16% of large employers still clinging to dangerous 'skinny' plans

16% of large employers still clinging to dangerous 'skinny' plans

16% of large employers still clinging to dangerous

Nearly one employer in six is planning on offering slimmed down, low-benefit health coverage that doesn't mean standards set by the Affordable Care Act, according to a new study from the National Business Group on Health. By offering one plan that does meet those requirements, business satisfy legal demands while taking care of their own bottom line.

While such plans are largely decried by those in the industry, several insurance professionals believe there may be a way to work around such low-cost coverage: voluntary benefit packages.

“With attention on healthcare reform…the market has never been larger,” said Tye Elliot, vice president of core broker sales for Aflac during a Thursday webinar on voluntary benefits. “There will be an explosion in [the voluntary benefits market] in the next few years.”

It doesn’t appear that this prediction is purely self-interested on Aflac’s part, either. A 2013 Towers Watson survey indicates voluntary benefits offered by employers will more than double over the next five years.

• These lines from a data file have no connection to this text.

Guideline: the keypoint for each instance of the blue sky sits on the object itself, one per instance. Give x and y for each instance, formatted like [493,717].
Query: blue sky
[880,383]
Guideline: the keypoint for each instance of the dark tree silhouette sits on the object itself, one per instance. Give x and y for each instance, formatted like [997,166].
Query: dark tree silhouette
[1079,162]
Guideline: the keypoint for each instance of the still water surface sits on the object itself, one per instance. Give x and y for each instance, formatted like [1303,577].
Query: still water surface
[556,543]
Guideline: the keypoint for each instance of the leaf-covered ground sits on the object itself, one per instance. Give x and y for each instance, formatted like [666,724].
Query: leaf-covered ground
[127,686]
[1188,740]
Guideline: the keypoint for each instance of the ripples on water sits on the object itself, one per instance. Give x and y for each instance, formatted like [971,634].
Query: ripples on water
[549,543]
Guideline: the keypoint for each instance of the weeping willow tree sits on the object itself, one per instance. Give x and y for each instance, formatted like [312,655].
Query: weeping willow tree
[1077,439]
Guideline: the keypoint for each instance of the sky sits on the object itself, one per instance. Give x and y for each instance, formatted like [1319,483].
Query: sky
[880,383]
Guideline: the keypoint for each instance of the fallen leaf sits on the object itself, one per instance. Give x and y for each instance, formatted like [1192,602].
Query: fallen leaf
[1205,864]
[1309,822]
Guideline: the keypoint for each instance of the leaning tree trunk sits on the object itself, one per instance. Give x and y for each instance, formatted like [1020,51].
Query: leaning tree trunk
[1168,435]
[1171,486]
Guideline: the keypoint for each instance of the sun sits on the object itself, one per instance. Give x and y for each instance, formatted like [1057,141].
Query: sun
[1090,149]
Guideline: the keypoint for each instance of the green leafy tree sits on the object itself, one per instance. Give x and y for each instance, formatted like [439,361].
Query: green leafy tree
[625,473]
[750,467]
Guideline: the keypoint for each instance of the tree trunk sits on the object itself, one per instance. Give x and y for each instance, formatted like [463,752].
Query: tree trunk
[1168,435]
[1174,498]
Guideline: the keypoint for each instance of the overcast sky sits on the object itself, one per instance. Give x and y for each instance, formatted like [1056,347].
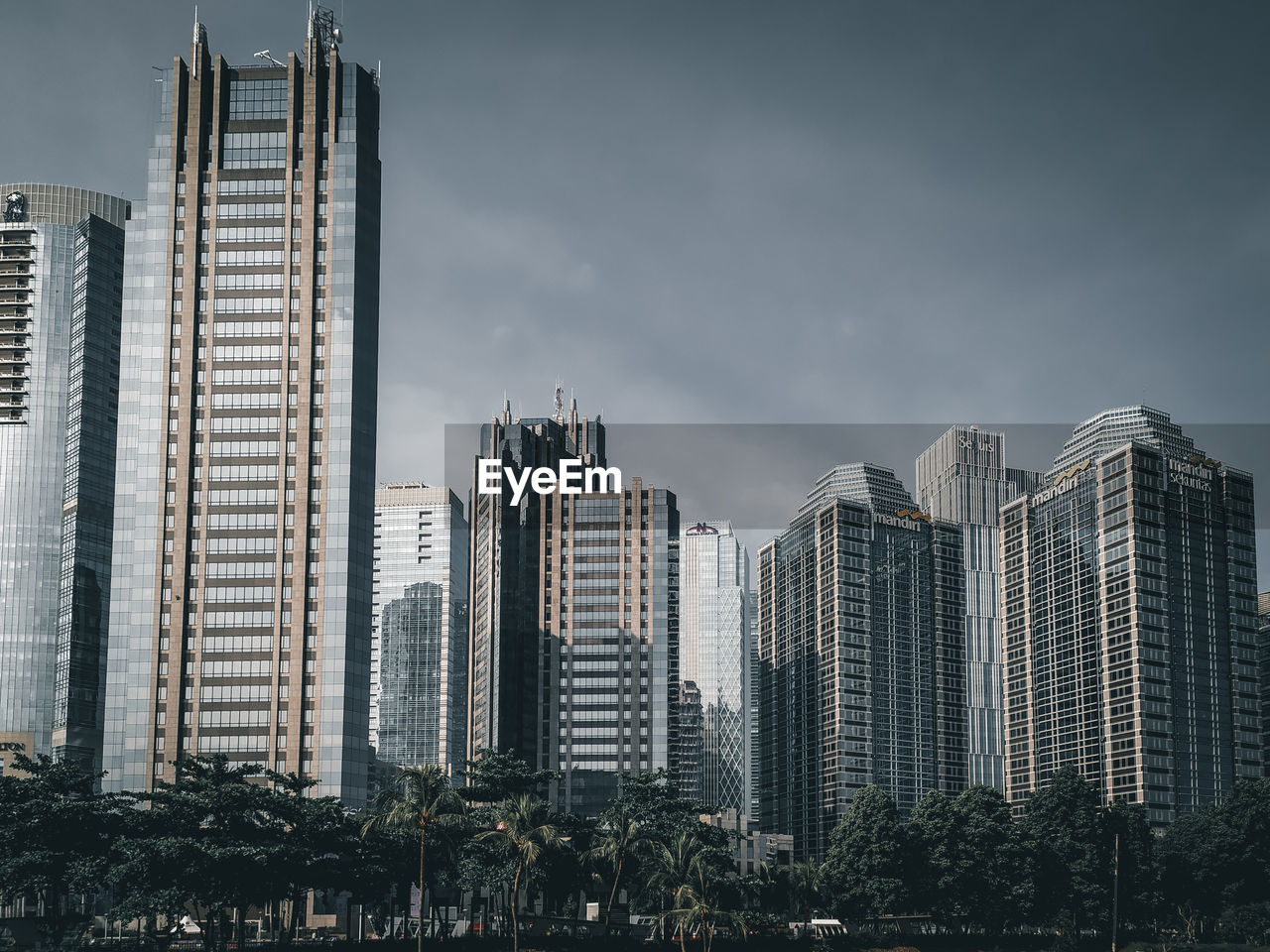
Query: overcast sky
[731,212]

“Companies are thinking more creatively and strategically to design rewards programs that are both within cost constraints and attractive to employees,” Towers Watson said, with specific reference to health reform under the ACA. “Many are turning to voluntary benefits and services to help achieve this goal.”

And it’s not just the general vision and dental plans that will generate sales for producers. As more and more small businesses cut employee hours and skimp on coverage in an attempt to skirt healthcare costs, medical benefits like cancer or accident plans will lead the boom in voluntary benefits sales.

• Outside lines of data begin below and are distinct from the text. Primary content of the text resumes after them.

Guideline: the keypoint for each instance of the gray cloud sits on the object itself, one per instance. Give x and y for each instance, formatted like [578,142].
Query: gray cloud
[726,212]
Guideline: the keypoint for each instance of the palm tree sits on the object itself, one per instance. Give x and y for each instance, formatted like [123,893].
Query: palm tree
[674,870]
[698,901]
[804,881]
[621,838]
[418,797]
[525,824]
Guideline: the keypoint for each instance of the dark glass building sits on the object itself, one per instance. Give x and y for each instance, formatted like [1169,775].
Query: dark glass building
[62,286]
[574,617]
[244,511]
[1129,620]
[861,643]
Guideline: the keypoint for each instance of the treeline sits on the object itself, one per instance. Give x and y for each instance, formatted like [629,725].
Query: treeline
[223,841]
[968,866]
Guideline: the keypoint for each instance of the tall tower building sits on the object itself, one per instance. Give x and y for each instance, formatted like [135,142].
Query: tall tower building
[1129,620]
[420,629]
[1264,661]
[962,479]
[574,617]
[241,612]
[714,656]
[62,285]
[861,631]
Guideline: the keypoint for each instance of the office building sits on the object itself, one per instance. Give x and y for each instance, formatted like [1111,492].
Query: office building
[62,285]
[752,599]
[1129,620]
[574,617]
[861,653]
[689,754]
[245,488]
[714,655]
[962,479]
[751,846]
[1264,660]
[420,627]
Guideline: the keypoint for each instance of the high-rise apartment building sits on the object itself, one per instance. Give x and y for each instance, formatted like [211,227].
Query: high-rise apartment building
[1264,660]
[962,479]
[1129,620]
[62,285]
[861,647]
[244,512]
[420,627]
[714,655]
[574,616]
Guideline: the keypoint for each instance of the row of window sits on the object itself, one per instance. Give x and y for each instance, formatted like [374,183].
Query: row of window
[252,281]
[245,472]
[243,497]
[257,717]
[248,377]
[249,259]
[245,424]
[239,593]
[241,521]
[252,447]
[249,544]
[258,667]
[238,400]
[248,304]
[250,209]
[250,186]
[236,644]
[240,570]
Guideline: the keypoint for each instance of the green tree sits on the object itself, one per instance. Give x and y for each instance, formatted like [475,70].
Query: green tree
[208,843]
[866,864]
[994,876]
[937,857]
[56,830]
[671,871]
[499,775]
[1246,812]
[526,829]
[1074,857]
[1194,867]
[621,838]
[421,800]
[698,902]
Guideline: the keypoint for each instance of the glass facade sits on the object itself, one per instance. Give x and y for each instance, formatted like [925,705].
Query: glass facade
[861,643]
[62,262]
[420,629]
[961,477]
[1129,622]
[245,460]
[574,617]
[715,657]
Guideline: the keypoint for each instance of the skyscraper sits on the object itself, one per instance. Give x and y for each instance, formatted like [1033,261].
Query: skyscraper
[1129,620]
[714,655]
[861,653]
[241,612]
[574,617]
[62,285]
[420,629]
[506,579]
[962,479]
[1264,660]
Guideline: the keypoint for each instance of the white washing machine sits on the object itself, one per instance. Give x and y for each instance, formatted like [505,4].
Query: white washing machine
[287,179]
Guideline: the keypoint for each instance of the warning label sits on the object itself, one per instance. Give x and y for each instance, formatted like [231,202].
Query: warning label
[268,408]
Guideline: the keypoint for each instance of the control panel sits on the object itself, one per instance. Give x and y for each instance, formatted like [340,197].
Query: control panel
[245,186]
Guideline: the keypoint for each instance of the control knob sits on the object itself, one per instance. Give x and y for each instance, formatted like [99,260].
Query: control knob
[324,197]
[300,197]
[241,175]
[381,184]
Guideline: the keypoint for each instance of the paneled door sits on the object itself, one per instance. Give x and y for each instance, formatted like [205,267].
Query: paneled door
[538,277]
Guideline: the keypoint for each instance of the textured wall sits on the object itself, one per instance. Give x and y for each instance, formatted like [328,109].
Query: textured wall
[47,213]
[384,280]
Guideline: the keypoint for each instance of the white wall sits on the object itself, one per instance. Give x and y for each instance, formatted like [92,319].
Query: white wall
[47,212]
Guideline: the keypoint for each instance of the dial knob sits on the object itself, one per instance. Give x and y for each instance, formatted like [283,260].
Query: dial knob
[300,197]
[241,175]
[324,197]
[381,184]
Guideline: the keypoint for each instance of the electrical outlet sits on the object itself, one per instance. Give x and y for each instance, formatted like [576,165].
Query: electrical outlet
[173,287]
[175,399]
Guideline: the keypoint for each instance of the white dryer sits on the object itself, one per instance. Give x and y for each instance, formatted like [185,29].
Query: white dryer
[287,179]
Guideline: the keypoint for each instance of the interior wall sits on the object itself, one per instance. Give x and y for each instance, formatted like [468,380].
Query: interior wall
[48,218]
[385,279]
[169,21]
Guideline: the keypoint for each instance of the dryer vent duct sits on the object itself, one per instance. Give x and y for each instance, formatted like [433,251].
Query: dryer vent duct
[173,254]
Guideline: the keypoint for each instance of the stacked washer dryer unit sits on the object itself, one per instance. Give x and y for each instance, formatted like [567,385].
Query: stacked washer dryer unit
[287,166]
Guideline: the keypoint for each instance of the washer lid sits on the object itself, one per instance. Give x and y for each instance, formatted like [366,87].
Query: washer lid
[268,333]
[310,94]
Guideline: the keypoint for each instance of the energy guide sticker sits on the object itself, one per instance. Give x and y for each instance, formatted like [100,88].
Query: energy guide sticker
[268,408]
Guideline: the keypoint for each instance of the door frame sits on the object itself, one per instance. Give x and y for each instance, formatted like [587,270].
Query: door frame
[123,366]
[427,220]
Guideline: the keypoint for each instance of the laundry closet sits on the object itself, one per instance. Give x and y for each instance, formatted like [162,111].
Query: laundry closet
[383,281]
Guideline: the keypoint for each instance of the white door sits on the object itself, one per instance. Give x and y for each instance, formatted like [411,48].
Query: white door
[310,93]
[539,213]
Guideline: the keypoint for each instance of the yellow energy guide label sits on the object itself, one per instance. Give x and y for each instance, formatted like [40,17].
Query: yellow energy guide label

Such plans involve very little cost for employers looking to bulk up skinny core coverage and allow peace of mind for employees, 25% of whom reported having fewer than $500 available for out-of-pocket medical expenses.

“Although there is a place for dental and vision, I’ve never met anyone who’s facing losing their home over a root canal or buying a pair of glasses,” Elliot said. “But I have seen letters from people who went through cancer, a heart attack, or a stroke, who felt the benefit of these products.”

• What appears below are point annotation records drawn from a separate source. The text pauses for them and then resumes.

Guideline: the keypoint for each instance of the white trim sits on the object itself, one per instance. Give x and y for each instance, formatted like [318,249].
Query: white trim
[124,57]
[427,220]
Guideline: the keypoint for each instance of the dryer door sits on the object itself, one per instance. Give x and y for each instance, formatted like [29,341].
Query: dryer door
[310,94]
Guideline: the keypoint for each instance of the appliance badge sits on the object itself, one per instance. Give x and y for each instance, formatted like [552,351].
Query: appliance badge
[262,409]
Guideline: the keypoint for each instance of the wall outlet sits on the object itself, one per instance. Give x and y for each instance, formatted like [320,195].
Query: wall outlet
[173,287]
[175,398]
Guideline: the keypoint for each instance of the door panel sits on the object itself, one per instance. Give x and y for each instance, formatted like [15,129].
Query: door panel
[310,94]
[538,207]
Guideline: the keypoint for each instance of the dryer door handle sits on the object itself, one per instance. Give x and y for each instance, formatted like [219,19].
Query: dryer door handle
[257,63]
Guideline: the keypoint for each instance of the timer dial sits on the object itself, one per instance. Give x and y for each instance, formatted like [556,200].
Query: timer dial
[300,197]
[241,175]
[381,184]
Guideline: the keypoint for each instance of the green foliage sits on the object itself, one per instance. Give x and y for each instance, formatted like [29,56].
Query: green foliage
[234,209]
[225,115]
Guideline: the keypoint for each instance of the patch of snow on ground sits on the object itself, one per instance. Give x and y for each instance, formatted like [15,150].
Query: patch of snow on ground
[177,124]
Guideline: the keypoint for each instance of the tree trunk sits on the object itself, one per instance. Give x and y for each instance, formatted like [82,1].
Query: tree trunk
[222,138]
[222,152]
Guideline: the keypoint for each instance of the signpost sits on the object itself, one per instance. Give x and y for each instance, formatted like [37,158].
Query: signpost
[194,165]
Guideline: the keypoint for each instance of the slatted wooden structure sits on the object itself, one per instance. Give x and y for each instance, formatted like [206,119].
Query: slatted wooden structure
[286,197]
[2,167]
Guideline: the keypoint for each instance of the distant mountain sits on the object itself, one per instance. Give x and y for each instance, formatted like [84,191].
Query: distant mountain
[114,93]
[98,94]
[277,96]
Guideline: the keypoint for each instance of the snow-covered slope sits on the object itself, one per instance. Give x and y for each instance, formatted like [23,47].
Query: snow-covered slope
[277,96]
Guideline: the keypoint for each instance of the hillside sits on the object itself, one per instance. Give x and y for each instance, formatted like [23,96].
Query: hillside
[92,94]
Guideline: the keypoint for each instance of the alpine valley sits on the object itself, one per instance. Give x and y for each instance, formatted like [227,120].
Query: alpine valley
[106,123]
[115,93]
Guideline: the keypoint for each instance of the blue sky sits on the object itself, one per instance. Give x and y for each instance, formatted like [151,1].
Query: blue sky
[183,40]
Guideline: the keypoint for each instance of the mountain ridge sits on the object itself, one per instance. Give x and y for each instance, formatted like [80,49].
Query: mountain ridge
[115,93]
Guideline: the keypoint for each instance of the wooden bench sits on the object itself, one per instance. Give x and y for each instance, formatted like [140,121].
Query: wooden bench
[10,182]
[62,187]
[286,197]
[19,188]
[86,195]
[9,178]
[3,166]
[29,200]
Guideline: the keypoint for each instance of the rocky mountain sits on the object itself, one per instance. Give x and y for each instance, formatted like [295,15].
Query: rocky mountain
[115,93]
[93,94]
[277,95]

That gratitude not only increases a producer’s commission, but enforces loyalty among clientele.

“When all is said and done, [employers and employees] are happy they have that insurance and they appreciate the fact that the broker helped provide them with that,” Elliot continued. “That check going to them at the time they need it most, at a very small out-of-pocket cost, is amazing in terms of the loyalty that builds among your clients.”

Voluntary benefits will obviously appeal more to producers working with small companies, who want to provide a decent rewards program in order to retain quality employees. If the producer can nail the “sales 101” pitch correctly, Elliot said they stand to make a profit windfall.

“[Small businesses] want to invest in their employers, but they want to do it practically. If you can ask the right questions and identify the right pain points, that’s your best avenue to secure that relationship,” he said.